What exactly did I expect?
Anyway! How does one compress files in a POSIX-compliant system?
By the power of the Hinchliffe's rule, I say: you don't. Wait, what kind of tutorial is this?
The standard way
POSIX defines three utilities for compression but let's focus on two of them:
compress and
uncompress. They have quite
descriptive names and are incredibly simple to use. Just give them names of the files to process and it will do the
work. Result will be stored in a *.Z
file:
$ ls
archive.tar
$ compress archive.tar
$ ls
archive.tar.Z
$ uncompress archive.tar.Z
$ ls
archive.tar
By default, the input file is replaced by the output. This can be avoided with -c
option that redirects
the output to the standard output:
$ compress -c archive.tar >archive.tar.Z
$ uncompress -c archive.tar.Z >archive.tar.bak
$ ls
archive.tar archive.tar.bak archive.tar.Z
And of course standard input can be used as well with the special filename: -
.
So far it all looks good. That's because we're discussing here an imaginary implementation of these utilities the way
they are described by the POSIX standard. However, that's not the real world.
The actual way
If you are just like me and come from more Linux background, then prepare for disappointment. If you are coming from
BSD, then I have great news for you: you can stop here, because your system actually implements the standard.
Instead of compress most Linux distributions come with gzip(1). Usually, it is the
GNU Gzip. The reason for that is of course legal work and patenting
issues. The full reasoning is covered in No GIF Files. However,
this is all in past because the LZW patents already expired.
Let's put the story and reasons aside. What we have is an inability to conform to a standard due to legal reasons and
this inability became a standard. And so in Linux systems you will end up using gzip or xz(1), or
bzip2(1), or really anything else:
$ ls
archive.tar
$ gzip archive.tar
$ ls
archive.tar.gz
$ gzip -d archive.tar
$ ls
archive.tar
You can replace gzip
with any of the mentioned utilities - they have very similar interfaces. Not only
that, they are also partially compatible with the interface for compress defined by the POSIX standard. Each of
them has an additional un command (e.g., gunzip
, unxz
) that can be used instead of
-d
option. If you feel adventurous you could try symlinking them (especially gzip since it
implements LZ77).
This brings a question regarding formats compatibility, but it's a comparison big enough to have its own article.

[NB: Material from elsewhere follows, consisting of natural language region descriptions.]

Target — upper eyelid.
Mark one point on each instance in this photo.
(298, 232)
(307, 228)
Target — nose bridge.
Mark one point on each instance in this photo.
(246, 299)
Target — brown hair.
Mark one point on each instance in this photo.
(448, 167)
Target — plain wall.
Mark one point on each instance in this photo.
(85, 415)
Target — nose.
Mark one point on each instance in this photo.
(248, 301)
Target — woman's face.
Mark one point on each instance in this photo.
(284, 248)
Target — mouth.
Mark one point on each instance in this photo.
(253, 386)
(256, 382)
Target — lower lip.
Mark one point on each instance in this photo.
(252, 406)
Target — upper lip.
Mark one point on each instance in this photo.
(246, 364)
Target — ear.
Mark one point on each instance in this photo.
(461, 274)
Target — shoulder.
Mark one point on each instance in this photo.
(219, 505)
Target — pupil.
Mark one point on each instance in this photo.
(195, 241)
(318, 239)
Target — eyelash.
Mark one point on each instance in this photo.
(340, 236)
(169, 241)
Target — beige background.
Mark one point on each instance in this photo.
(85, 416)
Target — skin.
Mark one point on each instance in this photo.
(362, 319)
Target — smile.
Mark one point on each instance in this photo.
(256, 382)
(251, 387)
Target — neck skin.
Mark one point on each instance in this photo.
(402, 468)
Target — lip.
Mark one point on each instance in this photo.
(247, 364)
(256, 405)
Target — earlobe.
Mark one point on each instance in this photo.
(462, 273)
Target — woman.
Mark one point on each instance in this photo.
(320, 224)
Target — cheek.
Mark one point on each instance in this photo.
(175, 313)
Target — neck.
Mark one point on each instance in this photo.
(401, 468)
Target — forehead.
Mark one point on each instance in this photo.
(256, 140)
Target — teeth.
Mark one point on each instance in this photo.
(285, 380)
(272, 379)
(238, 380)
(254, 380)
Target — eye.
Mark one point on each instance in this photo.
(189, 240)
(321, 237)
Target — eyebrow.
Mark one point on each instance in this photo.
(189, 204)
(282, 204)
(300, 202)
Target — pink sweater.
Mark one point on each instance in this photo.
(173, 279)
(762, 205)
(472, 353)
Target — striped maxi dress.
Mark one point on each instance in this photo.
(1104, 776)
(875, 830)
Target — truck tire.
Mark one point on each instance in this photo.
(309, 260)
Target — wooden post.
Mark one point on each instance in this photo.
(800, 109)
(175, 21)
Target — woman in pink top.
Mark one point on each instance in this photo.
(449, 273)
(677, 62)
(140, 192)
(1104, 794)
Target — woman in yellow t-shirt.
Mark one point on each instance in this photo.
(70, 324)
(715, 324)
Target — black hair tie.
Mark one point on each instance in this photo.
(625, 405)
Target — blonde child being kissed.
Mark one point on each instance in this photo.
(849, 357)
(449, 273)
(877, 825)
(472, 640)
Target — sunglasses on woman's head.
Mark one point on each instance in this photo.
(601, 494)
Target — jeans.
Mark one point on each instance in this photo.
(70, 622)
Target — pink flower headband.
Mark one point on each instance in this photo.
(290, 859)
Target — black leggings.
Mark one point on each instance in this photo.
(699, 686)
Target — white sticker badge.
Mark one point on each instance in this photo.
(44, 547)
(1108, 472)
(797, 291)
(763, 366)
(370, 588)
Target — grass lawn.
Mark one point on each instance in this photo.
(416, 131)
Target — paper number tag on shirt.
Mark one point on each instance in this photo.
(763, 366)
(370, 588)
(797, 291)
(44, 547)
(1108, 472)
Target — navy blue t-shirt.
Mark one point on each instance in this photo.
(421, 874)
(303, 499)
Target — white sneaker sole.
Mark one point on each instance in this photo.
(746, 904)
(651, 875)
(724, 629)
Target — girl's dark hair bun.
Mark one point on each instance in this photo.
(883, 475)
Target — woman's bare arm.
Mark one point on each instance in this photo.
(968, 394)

In the end, if you want to use POSIX compress in GNU/Linux - you don't. Unless...
The other way
Unless you use ncompress which has both compress(1) and
uncompress(1). Even more, it inherits directly from the original implementation. But there is one thing you need
to know about it.
It's bad. Yes, a detailed comparison of compression algorithms is yet another huge and interesting topic, but this
particular case really can be summed up in: it's bad. It's OK with text. At least, it implements the POSIX standard and
is most likely available in your distribution's repository.
Here are results of compression of an arbitrary tarball with majority of source code and some resources, all done
with default options:
Source | 22M
|
bzip2 | 5.4M
|
gzip | 5.9M
|
xz | 2.6M
|
ncompress | 9.1M
|
In other words, it's not bad, but it's staying behind (more) modern programs. This also could be an additional reason
for why it is not used or even installed by default in most Linux distributions. I didn't check BSD's implementation,
but I expect rather good results.
The main takeaway from this article is that if you plan to write anything that is portable across POSIX-compliant or
semi-compliant systems, then you need to give compressing slightly more attention.